Monarchs of the Ryukyu Kingdom sat in a chair like this in the seiden (main hall) to receive important political guests at Shurijo Castle, in what is now Okinawa, Japan. The facing dragons are symbols of the king and can be found in many places around the castle.

By Betty Gordon

© 2018 text and photos. All rights reserved.

This is the fourth in a series about my March 2018 trip to Okinawa and Tokyo, Japan, and Guam. See my April 8 post about Okinawan food specialties, and visits to a market and area known for its pottery; April 15 about the sinking of Japan’s Tsushima Mara and the deaths hundreds of schoolchildren during World War II; and April 29 about photographing newlyweds after their Shinto ceremony.

About a year before the American-led invasion of Okinawa began on April 1, 1945, the Japanese Army began digging in.


The Allies’ hard-fought Pacific Island victories were bringing World War II ever closer to Japan’s home islands, with horrific losses on the battlefield on both sides.

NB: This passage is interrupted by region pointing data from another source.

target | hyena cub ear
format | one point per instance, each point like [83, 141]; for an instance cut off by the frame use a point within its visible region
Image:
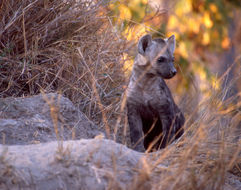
[144, 43]
[171, 43]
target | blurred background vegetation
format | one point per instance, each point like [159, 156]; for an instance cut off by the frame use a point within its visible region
[208, 34]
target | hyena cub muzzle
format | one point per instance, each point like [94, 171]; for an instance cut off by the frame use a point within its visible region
[154, 118]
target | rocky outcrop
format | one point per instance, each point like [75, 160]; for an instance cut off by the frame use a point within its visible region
[83, 164]
[42, 118]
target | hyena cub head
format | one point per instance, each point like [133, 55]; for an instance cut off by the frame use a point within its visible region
[157, 55]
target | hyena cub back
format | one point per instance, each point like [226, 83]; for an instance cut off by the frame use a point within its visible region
[154, 118]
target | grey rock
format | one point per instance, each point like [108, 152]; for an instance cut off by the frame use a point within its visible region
[35, 119]
[83, 164]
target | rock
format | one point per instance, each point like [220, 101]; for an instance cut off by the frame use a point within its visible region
[42, 118]
[83, 164]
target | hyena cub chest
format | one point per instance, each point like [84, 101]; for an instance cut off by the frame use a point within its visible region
[154, 118]
[150, 96]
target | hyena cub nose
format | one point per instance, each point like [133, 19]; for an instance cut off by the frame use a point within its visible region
[154, 118]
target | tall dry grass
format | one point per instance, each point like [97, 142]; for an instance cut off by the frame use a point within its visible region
[66, 46]
[71, 47]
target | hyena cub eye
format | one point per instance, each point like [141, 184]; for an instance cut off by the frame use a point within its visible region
[161, 59]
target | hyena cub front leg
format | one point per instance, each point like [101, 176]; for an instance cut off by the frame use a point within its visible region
[135, 125]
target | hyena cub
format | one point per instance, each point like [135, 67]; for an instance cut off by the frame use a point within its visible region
[154, 118]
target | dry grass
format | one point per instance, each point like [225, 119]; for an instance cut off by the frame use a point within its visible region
[64, 46]
[71, 47]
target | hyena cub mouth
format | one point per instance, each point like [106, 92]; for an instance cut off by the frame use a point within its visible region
[154, 119]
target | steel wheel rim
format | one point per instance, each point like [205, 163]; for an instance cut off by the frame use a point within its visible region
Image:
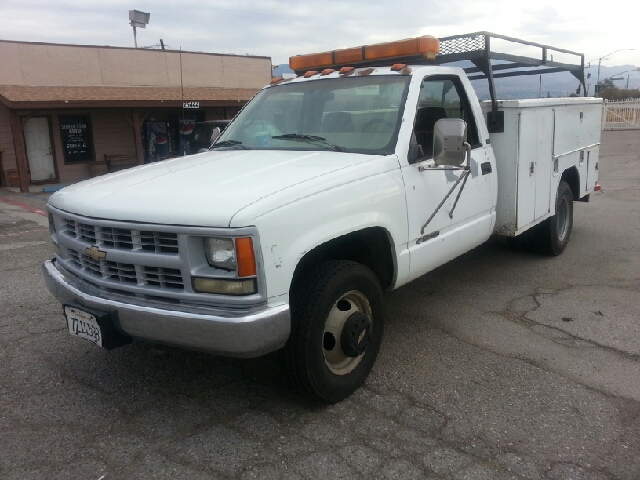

Japan’s Imperial forces were losing ships and aircraft at an unsustainable pace. With resources dwindling and resupply lagging far behind demand, it became clear to military planners that defense and counterattacking were now the best strategies to conserve what men and matériel they had left, and to delay as long as possible the Allies’ turning their attention to advancing toward Tokyo.

So in the spring of 1944, thousands of Japanese soldiers and Korean laborers, poorly fed and often ill-treated by senior officers, set about excavating coral, dirt and limestone without the aid of tunneling equipment — think pick ax and wheelbarrow — on the southern third of the island.

(The Japanese Army, outnumbered two to one in manpower, and with a tenth of the firepower of their enemy, knew they could not defend the entire island, though there would be brief, spirited resistance against U.S. Marines fighting in the north.)

Near Shuri, the second-largest town on the island, steep ridges, cliffs and dense foliage marked the landscape, the very features that would bedevil the attacking Americans. The castle itself, ringed by stone walls 20 feet thick at the base and some reaching 40 feet tall, was strategically perched on the highest point.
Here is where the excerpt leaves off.